30 Sept 2020
I sit on the couch, cup of coffee within close reach, researching nursery rhymes.
I have a large book of Mother Goose’s nursery rhymes that I picked up at the church fete last year. It’s very extensive, and to get the worlds best grandchild (so far) to sleep, I sit beside the cot in the dark and read to him from this book.
Largely, it’s a lot of dribble. Some of them I recognise, but a lot of them seem to be just a bunch of words thrown together, with no rhyme (pun intended) or reason.
Some of these rhymes go for pages. It definitely bores #1 grandson, because within ten or fifteen minutes, he’s asleep.

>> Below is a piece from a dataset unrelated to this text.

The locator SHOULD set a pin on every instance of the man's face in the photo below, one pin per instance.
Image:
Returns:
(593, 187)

I, of course, am fascinated by the origins or possible meanings of these nursery rhymes, and spend time dog-earing (Father forgive me, for I have sinned against books) pages so I can find out more details later when I can see what I’m doing.

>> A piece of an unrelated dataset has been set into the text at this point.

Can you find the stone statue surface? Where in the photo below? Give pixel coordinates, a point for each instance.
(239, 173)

I’ve always known Ring a ring a Rosie (or Ring around the Rosie) is about infectious diseases – whether the plague or other, where the ‘Rosie’ refers to the rash of the diseases, and apparently the ‘pocketful of posies’ is to cover up the smell of all the corpses. Research gives other meanings, but that’s my favourite so I’m staying with that one.
Apparently “Here we go round the mulberry bush” originated in Wakefield Prison where the institutions female prisoners were exercised around a mulberry tree. What a jaunty little rhyme for the kiddies 🙂
Three blind mice you would assume to be just about some rodents, but no!! During the reign of Queen Mary (Henry VIII’s daughter, the Catholic one), apparently burned three Protestant bishops for heresy, and this little ditty remembers them. Apparently the blindness of the mice refers to their religious beliefs.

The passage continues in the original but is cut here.